Nico Roman Cordonier Gehring – Junior Editor
Nico Roman Cordonier Gehring is a junior editor, and a student in King’s College School Cambridge, UK. As a UN Child Ambassador for the SDGs, he is working to help protect nature and the rights of future generations globally. He edits Nico’s Natural World, a youth blog, hosts online Eco-Seminar mini-series about the SDGs, and helps to organise Cambridge’s climate-strikes. His stories have been published by Lune Spark winning first place worldwide in 2021, his KCS ‘heron team’ won the 2021 UK Young Environmentalist of the Year award, and he has starred in several drama productions in the UK and Canada.

Rehema Kibugi – Junior Editor
Rehema Kibugi is a junior editor and lives in Nairobi, Kenya. She is the head of the Journalism Club at her school and a strong debater. Rehema is a gold award winning Child Author in the UN Voices of Future Generations Children’s Initiative. Her story ‘The Children Who Saved the Mangroves’ speaks about the importance of mangrove forests and how they protect shorelines from damaging storms and winds, waves, and floods and provide income to the local people. In her story, as well as her advocacy and writing, Rehema hopes to inspire other children in Kenya, Africa, and further to speak about important matters through stories for even more children to read and enjoy.

Thomas Langford – Junior Editor
Thomas Langford is a junior editor and a student at King’s College School Cambridge, UK. Having lived in France until the age of 8, Thomas is bilingual and has greatly benefitted from both the French and English culture, giving him an openness of spirit and a tolerance, acceptance and fascination for different cultures. Thomas is a councillor of the Cambridge Schools Eco-Council and a passionate advocate for the conservation of our planet. Thomas was a member of the Heron team, national winners of the Rotary Club Young Environmentalist Competition in 2021 and was a guest speaker at an online Eco-Seminar mini-series about the SDGs. Thomas attends Cambridge’s climate-strikes to raise awareness about the climate emergency and is a founding member of the environmental action group in his village, drawing together the experience and enthusiasm of local adults and children to make his village carbon neutral. Thomas loves photography, to increase his languages, to swim, to read (especially mythology from around the world), to bake, to destroy his family at monopoly and to play with and walk his ever-increasing pack of dogs.
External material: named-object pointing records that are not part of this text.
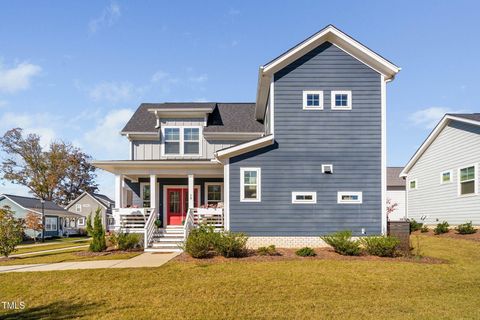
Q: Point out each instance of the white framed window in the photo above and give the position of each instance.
(413, 184)
(145, 194)
(467, 180)
(50, 224)
(181, 141)
(350, 197)
(304, 197)
(446, 177)
(327, 168)
(250, 184)
(213, 192)
(341, 100)
(312, 100)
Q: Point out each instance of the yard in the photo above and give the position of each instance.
(302, 288)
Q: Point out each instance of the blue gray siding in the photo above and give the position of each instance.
(304, 140)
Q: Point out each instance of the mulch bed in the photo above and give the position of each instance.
(289, 254)
(452, 234)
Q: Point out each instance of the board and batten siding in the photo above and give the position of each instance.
(306, 139)
(457, 146)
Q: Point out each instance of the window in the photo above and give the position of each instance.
(181, 141)
(213, 192)
(50, 224)
(413, 184)
(172, 140)
(191, 143)
(446, 177)
(304, 197)
(341, 100)
(145, 194)
(250, 187)
(313, 100)
(352, 197)
(467, 180)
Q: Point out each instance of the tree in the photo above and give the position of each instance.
(98, 243)
(11, 231)
(33, 222)
(59, 173)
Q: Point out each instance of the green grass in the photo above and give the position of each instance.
(297, 289)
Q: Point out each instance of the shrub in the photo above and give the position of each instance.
(424, 229)
(267, 251)
(342, 243)
(201, 242)
(466, 228)
(306, 252)
(232, 245)
(415, 226)
(381, 246)
(441, 228)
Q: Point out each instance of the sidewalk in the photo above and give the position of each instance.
(147, 259)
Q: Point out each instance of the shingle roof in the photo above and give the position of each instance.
(226, 117)
(393, 177)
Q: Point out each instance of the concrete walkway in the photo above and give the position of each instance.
(147, 259)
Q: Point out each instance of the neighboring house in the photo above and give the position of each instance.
(396, 193)
(306, 159)
(443, 175)
(87, 203)
(58, 221)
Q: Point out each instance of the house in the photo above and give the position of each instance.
(58, 221)
(307, 158)
(442, 176)
(87, 203)
(396, 194)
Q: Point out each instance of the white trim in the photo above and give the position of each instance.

Thomas finds the world’s inaction on the injustices of climate change and world poverty incomprehensible and stands ready to fight to make the world a better place

Ella – Junior Editor
Biography coming soon…
Journalists

Anisa Daniel-Oniko – Journalist
Anisa Daniel-Oniko lives in Lagos, Nigeria, with her family. She is a writer and an ardent reader. She wrote her debut book, “Double ‘A ’For Adventure”, at the age of ten, which follows the adventures of twin girls who find themselves on an adventurous hunt.
It went on to make the long list for the Nigeria Prize for literature, the largest literature prize in Africa. This made her the youngest person to be on the long list for the Prize, as it is typically an adult competition. Her second book, Further in Florien, was released in August of 2021.
Anisa is intensely dedicated to the sustainable development goals, especially life on land, life underwater, and gender equality. She is also passionate about her writing and eagerly looks forward to the day when she sees her characters find loving places in the hearts, homes, and libraries of children (and adults!) all over the world. Her dream is to help build a world of safety, sustainability, and tolerance, and for her life to be full of adventures and escapades that’d rival those found in her stories.